O fosso entre proprietários e inquilinos não parou de aumentar desde 2008, paralelamente ao aumento dos custos e à maior dificuldade de acesso à habitação, historicamente o principal activo das famílias espanholas. Isto é evidenciado pelo recente relatório do Ministério dos Direitos Sociais, Consumismo e Agenda 2030, elaborado em colaboração com o CSIC, que indica que há um aumento significativo da desigualdade relacionada com a habitação, o que afecta não só o acesso à habitação, mas também a distribuição de rendimentos e bens. Apoiam esta afirmação pelo facto de o rendimento médio anual dos agregados familiares proprietários ser 51% superior ao dos arrendatários: 32.120 euros versus 21.335 euros, respetivamente, segundo dados de 2022.

A diferença aumenta significativamente, quase 4 vezes, quando os rendimentos dos locatários são comparados aos dos proprietários que possuem dois ou mais imóveis para alugar. Uma das razões, argumentam os autores, é que a habitação funcionará “como um canal de transferência de rendimentos dos agregados familiares de baixos rendimentos para aqueles com mais rendimentos”.

O acesso à habitação aumenta a desigualdade de riqueza ao longo da idade

Os autores do estudo, coordenado pelo pesquisador do CSIC Javier Gil, afirmaram ainda que a desigualdade é maior se os ativos forem comparados. Enquanto o património líquido médio dos arrendatários é de apenas 2.217 euros, o dos proprietários da sua casa principal é de 193.919 euros e é multiplicado por 184 vezes no caso dos proprietários de uma única casa de habitação.

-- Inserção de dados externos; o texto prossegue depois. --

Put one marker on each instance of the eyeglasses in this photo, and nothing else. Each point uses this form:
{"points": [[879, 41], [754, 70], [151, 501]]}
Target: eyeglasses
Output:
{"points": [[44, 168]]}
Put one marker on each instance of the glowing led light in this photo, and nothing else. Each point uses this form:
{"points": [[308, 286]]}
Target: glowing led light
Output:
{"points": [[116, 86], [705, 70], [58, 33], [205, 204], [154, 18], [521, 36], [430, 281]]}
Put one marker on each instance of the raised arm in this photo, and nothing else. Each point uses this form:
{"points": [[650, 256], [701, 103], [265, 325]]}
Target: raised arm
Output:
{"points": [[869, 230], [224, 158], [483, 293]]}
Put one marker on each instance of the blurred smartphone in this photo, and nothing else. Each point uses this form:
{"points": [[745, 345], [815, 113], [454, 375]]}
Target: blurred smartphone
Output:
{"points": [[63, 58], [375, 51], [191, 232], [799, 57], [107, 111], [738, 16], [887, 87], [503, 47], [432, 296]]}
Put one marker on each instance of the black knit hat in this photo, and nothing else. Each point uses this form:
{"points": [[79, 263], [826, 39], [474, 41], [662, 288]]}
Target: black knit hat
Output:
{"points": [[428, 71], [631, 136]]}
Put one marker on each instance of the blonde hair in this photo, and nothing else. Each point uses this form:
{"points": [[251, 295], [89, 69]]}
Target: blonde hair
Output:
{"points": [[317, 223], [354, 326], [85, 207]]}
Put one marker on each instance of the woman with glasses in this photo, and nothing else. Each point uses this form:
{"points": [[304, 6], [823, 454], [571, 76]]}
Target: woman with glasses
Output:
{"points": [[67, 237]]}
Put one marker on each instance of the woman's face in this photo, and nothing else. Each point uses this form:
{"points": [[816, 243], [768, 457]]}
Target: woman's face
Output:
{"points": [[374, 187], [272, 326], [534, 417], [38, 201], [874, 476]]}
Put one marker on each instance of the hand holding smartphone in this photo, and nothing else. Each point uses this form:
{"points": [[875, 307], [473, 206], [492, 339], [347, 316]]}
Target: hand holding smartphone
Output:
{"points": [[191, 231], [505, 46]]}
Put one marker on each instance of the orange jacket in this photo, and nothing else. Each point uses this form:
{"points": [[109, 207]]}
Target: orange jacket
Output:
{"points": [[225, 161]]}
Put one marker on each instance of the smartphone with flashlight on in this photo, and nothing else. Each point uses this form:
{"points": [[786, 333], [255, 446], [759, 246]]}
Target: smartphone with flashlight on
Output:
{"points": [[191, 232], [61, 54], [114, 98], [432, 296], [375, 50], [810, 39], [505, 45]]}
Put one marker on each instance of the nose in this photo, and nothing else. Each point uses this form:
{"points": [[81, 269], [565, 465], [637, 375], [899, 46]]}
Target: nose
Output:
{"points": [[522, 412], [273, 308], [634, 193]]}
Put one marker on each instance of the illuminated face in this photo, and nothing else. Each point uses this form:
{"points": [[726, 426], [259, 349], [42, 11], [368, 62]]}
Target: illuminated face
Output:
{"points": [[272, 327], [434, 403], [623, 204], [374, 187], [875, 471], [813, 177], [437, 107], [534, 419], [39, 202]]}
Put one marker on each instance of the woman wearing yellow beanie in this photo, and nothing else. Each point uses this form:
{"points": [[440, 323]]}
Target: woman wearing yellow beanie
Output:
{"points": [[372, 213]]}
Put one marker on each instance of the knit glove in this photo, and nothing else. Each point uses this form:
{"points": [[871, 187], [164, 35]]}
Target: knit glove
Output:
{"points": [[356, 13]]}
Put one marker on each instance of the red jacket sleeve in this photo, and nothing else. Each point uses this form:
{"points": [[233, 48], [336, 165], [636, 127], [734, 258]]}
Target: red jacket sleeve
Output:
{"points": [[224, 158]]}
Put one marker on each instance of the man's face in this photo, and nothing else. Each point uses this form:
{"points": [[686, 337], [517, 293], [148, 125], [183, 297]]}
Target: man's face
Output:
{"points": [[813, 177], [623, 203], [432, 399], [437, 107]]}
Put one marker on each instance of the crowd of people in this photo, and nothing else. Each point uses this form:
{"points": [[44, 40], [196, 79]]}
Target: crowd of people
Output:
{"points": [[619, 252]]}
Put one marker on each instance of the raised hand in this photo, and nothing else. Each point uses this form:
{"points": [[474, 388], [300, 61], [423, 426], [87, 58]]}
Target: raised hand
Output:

Da mesma forma, quer tenha ou não uma casa, a educação pesa mais na distribuição do rendimento e da riqueza do que a idade. A análise, baseada nos dados recolhidos pelo inquérito financeiro às famílias (Banco de Espanha), confirma a notável diminuição do número de famílias proprietárias de casa em todas as faixas etárias, mas especialmente entre os mais jovens. Assim, se em 2002 cerca de 67% das pessoas com menos de 35 anos viviam em casa própria, duas décadas depois a percentagem caiu para 32%.

Por outro lado, a riqueza dos menores de 35 e dos maiores de 64 anos é 11 vezes maior, o que faz com que os autores confirmem que possuem apartamentos “divididos mais que gerações”, o que concluem que a habitação se tornou o “eixo principal” da reprodução da desigualdade económica em Espanha.